Welby had come across Smyth when he volunteered at the Iwerne Trust holiday camps in Dorset. He said in 2017: “As I recall him, he was a charming, delightful, very clever, brilliant speaker. I wasn’t a close friend of his, I wasn’t in his inner circle or in the inner circle of the leadership of the camp, far from it.”

He has said he had no inkling of the abuse or of concerns about Smyth at the time. Last week’s report said this was “unlikely”. Welby “may not have known of the extreme seriousness of the abuse, but it is most probable that he would have had at least a level of knowledge that John Smyth was of some concern”.

In 2013, a few months after Welby took up his role as archbishop, he and other senior figures were notified of the allegations. Last week, he acknowledged that he did not “ensure that this was pursued as energetically, as remorselessly as it should have been”. It was, he said, a “really shaming failure”.

By 2013, there was no excuse for not acting. Thirty years earlier, when initial evidence about Smyth’s abuse was uncovered, it could be argued there was a culture that failed to recognise the damage caused by abuse and that allowed institutions to prioritise reputation over justice.

But the magnitude and repercussions of abuse in the Catholic church had created shock waves around the world by 2013, and the C of E’s own history of abuse and its covering-up was becoming known.

Welby’s instinct on Smyth, as with other cases, appears to have been to hope the issues would go away and the survivors would give up their fight for the truth. Many survivors say the trauma of abuse has been compounded by the way they have been treated by the church. It is like being abused all over again, some say.

Since Welby became archbishop, the C of E has published a string of reports on its handling of abuse cases. Nearly all have found evidence of concealment, cover-up and efforts to contain reputational damage.

The C of E has poured money and resources into its efforts to improve safeguarding and correct the mistakes of the past. There has been some improvement, but most survivors say that overall the church’s response has been inconsistent and often damaging under Welby’s watch.

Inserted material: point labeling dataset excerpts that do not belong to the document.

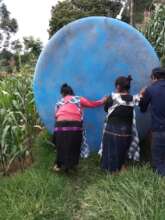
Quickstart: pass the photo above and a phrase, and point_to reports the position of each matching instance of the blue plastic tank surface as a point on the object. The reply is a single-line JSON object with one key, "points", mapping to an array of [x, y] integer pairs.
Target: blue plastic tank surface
{"points": [[89, 54]]}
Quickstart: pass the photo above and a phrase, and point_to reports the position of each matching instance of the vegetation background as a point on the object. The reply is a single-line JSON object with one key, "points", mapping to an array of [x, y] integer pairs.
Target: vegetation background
{"points": [[36, 192]]}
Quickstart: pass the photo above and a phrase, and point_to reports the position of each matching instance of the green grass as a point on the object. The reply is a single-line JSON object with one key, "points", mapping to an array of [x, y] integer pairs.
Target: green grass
{"points": [[89, 194]]}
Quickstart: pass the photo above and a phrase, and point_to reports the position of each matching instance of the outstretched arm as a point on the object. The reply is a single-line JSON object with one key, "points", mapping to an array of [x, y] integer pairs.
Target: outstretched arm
{"points": [[145, 100], [91, 104]]}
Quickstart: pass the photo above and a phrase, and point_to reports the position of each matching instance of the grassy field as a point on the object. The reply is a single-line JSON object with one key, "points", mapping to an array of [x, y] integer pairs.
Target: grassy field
{"points": [[89, 194]]}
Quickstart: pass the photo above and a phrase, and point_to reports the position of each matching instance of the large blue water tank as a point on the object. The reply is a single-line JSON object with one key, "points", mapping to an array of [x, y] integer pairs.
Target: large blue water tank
{"points": [[89, 54]]}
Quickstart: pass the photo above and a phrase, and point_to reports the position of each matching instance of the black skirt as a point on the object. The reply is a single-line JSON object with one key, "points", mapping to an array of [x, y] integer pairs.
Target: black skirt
{"points": [[116, 142], [68, 140]]}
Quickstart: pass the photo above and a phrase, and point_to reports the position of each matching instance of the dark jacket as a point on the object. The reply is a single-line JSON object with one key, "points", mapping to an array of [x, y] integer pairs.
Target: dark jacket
{"points": [[155, 95], [121, 113]]}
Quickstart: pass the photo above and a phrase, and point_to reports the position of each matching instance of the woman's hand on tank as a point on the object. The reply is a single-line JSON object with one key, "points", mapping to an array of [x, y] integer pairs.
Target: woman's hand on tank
{"points": [[104, 99], [142, 91]]}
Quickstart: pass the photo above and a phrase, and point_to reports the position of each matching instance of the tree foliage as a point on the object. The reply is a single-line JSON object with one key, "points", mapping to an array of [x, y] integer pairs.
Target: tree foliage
{"points": [[70, 10], [8, 26], [139, 7], [155, 30]]}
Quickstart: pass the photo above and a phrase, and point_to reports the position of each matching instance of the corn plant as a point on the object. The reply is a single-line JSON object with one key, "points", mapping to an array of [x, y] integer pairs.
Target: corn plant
{"points": [[17, 117]]}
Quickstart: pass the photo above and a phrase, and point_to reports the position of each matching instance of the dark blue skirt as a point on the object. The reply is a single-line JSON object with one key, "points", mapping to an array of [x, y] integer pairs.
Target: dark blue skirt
{"points": [[68, 144], [116, 142]]}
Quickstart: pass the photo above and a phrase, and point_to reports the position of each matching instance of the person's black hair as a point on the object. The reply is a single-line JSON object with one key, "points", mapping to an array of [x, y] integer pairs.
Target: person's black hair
{"points": [[66, 90], [158, 73], [124, 83]]}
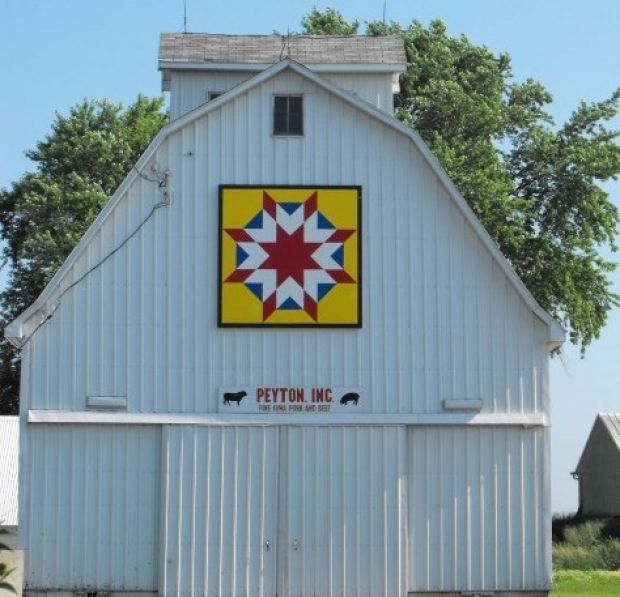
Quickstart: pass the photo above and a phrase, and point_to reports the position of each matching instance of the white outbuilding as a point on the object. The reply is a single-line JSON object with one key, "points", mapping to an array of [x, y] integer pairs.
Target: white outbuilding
{"points": [[598, 470], [286, 358]]}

What marks out this case is that Welby is personally embroiled in it. He was at the holiday camps when Smyth – a man he greatly admired – was grooming boys for sadistic gratification. He was in a position of power when survivors came forward and he failed to act. The C of E has dragged its feet over the review it commissioned into Smyth’s crimes. No wonder the calls for Welby’s resignation are growing.

Some of those with the loudest voices have other disputes with Welby. Traditionalists resent his managerialism and what they see as his failure to cherish small parish churches that have been the C of E’s backbone for centuries. They also say he has gone too far in embracing same-sex couples. Others with a more progressive outlook say he has not gone far enough and that the C of E is out of touch with societal change. Now the two sides appear to be finding a common ground.

For now, Welby appears set on adding to the pile of previous apologies and admissions of shame regarding clerical abuse in the hope of riding out the storm. Plans were already in place for him to announce his retirement in the next couple of months, to take effect when he turns 70 in January 2026. While he will be desperate not to be forced to quit ahead of schedule, he may be keenly looking forward to quieter times ahead.